The Special Investigative Service (SIS) pledged to look into the ugly scenes filmed by various media outlets and questioned a number of deputies in the following days. It said on Tuesday that it will launch a formal criminal investigation into the beating of only one Hayastan deputy, Gegham Manukian.

One of the video clips circulated on the Internet shows that Manukian was assaulted by Hayk Sargsian, a controversial Civil Contract member. The SIS said on Wednesday nobody has been charged in connection with that that assault yet.
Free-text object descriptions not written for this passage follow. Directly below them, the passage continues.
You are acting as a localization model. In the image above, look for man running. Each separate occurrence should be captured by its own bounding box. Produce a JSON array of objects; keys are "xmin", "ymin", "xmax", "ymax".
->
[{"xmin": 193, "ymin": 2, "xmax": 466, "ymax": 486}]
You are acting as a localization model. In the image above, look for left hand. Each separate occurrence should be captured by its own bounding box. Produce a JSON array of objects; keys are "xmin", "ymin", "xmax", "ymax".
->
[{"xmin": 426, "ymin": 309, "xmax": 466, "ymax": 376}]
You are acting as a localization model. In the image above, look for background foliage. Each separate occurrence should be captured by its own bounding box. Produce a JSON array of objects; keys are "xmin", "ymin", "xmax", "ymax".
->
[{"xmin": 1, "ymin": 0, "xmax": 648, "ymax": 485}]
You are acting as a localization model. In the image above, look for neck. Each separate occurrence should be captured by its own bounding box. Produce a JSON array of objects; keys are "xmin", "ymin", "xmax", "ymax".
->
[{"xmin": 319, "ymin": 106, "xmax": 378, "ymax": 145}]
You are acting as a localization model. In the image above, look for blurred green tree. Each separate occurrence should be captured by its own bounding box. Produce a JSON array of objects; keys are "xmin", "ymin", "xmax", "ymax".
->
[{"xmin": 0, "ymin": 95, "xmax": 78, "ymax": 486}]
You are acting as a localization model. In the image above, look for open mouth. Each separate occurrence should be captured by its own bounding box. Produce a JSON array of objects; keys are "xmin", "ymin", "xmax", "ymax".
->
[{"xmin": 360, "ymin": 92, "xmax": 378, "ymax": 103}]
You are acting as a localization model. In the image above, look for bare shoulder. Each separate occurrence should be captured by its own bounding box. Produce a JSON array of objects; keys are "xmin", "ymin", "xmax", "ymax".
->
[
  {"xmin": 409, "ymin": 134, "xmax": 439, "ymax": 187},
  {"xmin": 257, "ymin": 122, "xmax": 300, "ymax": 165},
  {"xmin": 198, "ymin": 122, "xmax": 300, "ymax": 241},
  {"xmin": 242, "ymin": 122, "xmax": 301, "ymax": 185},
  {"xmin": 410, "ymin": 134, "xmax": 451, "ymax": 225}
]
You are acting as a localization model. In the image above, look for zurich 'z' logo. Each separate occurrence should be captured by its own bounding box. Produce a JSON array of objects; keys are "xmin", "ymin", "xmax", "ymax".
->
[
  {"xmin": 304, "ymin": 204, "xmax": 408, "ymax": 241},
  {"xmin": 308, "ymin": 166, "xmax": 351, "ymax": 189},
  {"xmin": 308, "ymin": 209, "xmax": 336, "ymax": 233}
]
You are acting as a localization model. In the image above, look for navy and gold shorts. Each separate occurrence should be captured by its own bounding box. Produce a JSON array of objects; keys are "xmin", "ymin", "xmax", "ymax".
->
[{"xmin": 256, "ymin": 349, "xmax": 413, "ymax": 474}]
A senior Hayastan figure, Artsvik Minasian, condemned the SIS’s decision, saying that the law-enforcement agency is carrying out a “political order.” He said that is further proof that Armenia’s political leadership orchestrated the violence to bully the opposition and create an atmosphere of impunity in the country.

Daniel Ioannisian of the Yerevan-based Union of Informed Citizens also criticized the SIS’s stance. He said his Western-funded civic group, which has closely examined the August 25 violence, will likely complain to the Office of the Prosecutor-General.

In a detailed analysis and a video clip posted on his Facebook page last week, Ioannisian named nine pro-government lawmakers involved in the violence and even counted the number of punches thrown by each of them.

“It is evident to any sensible person that a number of deputies … carried out actions banned by the Criminal Code in front of the whole country,” Ioannisian told RFE/RL’s Armenian Service. “Failure to prosecute them would send the public a message to effect that one can solve political issues by force and get away with that.”

The civic activist also emphasized the fact uniformed security officers waited for about a minute before stepping in to stop the brawl. He said they acted far more quickly when a less serious scuffle broke out on the parliament floor earlier on August 25 after Hayastan’s parliamentary leader, Seyran Ohanian, threw a plastic bottle at Civil Contract’s Sargsian.

“The actions of the State Protection Service on that day … show that its officers present in the chamber at that point were carrying out a political order or satisfying the ruling team’s political wishes,” charged Ioannisian.

Civil Contract’s Artur Hovannisian, one of the pro-government parliamentarians who punched vice-speaker Saghatelian, defended the SIS’s decision. Hovannisian also blamed the opposition bloc -- and Ohanian in particular -- for the violence.